Development of threshold values ​​for the severity of asthma in children using the oscillometry technique.


This project aims to establish the threshold values ​​for the severity of asthma in children and is based on a first clinical study already underway aimed at establishing the pediatric reference values ​​of the oscillometric measurements. These reference values ​​form the basis for determining the pulmonary resistance threshold values ​​to classify the severity of bronchial obstruction as mild, moderate, or severe. The project involves the evaluation, in children presenting to the emergency room or hospitalized for an asthma attack, of the pulmonary resistance by oscillometry with the Tremoflo device as well as other clinical and standard pulmonary function measurements, before and after treatment with bronchodilator. The objectives are to define the best parameters to identify the severity and response to treatment and to identify the threshold values ​​of these parameters, measured on the Tremoflo, making it possible to determine with accuracy and precision (1) if the obstruction of the bronchi is mild, moderate, or severe, and (2) how much the obstruction has improved. These thresholds are essential for evaluating the clinical utility of the Tremoflo device specifically and of this technology (oscillometry) in general for the measurement of pulmonary function in children. As the treatment of asthma is based on the severity of the obstruction of the bronchi, the confirmation of the established severity thresholds with evidence is critical to their use to guide the treatment and therefore for the subsequent evaluation of the usefulness. clinic of this technology.
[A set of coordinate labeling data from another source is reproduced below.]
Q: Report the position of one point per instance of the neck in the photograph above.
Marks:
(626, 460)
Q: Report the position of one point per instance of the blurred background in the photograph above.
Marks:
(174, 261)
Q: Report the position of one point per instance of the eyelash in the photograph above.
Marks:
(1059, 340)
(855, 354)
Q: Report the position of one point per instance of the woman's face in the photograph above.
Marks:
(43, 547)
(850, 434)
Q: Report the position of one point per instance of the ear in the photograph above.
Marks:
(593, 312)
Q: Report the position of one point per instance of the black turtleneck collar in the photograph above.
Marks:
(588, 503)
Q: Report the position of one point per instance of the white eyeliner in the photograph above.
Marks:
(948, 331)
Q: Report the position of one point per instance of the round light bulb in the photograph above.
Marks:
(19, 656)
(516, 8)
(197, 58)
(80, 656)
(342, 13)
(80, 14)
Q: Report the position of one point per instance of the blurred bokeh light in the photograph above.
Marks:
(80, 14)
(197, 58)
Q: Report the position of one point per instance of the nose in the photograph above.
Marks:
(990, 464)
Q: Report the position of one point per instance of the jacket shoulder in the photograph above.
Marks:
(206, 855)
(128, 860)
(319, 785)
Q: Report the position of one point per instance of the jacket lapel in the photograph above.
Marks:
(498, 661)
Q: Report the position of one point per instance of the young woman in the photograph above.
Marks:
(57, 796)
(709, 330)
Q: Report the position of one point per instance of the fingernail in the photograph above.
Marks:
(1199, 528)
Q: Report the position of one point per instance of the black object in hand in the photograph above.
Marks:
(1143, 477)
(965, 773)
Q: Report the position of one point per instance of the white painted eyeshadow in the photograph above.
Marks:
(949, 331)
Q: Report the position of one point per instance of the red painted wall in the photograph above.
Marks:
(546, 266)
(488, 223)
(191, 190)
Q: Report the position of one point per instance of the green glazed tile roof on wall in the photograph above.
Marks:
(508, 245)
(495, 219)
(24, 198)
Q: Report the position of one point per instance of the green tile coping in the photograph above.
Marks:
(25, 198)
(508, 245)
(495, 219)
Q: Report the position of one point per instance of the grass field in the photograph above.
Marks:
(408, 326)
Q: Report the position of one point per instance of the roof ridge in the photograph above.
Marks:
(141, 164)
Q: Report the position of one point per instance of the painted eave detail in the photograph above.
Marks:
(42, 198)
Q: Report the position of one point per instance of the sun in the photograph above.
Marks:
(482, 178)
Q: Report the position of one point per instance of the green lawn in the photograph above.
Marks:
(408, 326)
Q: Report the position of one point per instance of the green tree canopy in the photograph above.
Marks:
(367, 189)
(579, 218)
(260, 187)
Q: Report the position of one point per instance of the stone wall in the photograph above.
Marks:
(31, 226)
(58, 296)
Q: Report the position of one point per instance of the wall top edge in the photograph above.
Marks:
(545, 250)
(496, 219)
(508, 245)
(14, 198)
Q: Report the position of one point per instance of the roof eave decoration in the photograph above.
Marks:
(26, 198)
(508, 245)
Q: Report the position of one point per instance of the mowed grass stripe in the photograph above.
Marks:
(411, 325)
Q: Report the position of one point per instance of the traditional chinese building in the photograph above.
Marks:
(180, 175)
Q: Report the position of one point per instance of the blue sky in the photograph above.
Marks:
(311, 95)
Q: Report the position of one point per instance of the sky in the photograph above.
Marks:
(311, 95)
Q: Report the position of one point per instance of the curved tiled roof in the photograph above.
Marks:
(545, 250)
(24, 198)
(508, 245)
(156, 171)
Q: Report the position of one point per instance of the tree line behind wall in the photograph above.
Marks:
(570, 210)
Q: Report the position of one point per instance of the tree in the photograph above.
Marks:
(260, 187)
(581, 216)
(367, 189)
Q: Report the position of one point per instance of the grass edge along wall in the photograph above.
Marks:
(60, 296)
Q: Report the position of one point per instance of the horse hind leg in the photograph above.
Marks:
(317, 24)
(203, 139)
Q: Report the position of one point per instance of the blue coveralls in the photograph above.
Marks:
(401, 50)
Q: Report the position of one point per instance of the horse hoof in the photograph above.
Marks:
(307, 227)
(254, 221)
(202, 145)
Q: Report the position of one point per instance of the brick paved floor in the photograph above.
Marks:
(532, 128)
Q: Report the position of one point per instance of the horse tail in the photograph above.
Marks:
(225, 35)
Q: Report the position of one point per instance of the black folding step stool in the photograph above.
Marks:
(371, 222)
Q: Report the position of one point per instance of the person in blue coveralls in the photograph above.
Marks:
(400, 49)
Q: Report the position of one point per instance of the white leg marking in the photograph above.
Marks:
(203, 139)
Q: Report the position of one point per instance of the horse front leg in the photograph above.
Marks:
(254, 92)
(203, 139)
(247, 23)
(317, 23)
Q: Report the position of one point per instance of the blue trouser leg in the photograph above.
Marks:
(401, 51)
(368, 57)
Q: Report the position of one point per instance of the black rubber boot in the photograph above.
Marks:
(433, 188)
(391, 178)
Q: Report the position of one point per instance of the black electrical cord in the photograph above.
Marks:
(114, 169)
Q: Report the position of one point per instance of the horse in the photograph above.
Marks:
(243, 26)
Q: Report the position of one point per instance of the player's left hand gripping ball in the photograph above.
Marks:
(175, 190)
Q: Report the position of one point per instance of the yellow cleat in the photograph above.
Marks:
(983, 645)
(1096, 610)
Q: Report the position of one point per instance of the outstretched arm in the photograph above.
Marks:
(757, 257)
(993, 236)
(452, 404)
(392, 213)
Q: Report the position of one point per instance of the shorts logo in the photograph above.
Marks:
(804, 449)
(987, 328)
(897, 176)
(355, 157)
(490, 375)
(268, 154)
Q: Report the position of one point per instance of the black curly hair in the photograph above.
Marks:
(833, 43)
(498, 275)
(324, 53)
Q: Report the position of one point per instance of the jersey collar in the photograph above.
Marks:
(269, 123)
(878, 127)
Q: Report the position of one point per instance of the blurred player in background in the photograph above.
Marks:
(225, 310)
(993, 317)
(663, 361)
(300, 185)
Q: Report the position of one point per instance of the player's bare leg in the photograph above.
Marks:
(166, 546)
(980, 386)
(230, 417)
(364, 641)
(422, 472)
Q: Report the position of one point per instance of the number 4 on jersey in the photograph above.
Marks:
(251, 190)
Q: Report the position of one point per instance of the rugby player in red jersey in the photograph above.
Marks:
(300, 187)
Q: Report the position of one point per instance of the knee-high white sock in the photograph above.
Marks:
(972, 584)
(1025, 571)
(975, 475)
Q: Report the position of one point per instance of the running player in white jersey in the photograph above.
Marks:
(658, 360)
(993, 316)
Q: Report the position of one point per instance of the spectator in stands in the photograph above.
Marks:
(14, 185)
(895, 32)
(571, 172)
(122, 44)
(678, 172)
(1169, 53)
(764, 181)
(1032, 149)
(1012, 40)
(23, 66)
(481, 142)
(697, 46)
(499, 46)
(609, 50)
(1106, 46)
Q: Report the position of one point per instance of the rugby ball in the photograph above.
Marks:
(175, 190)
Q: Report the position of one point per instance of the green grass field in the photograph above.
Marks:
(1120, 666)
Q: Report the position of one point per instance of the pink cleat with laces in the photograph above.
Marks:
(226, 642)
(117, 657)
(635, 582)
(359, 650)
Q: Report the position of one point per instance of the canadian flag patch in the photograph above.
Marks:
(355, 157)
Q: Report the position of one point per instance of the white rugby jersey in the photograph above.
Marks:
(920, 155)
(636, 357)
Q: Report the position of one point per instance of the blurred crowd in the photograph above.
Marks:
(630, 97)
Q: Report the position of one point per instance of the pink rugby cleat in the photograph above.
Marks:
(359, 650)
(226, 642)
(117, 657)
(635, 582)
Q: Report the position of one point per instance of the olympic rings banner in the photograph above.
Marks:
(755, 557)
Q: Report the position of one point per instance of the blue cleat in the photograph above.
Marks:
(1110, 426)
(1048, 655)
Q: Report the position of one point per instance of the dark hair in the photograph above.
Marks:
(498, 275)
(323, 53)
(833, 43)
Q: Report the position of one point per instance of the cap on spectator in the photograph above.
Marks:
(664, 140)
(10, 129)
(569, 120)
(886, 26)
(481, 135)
This acquisition of threshold values ​​is part of a larger project in 5 phases: the reference values ​​(Phase 1) and threshold values ​​(Phase 2) are critical elements which will be integrated into a clear report for the doctor and assessed (Phase 3); this report and these critical elements will then be used in a pilot clinical study (phase 4) to demonstrate the feasibility of a pan-Canadian Canada-wide multicentre randomized clinical trial (phase 5). The overall objective is to demonstrate the clinical utility of adding oscillometry to clinical assessment in pediatric patients; indeed, early detection of bronchial blockage and a more personalized therapeutic adjustment in children would improve the quality of care, children’s health and costs to the health system.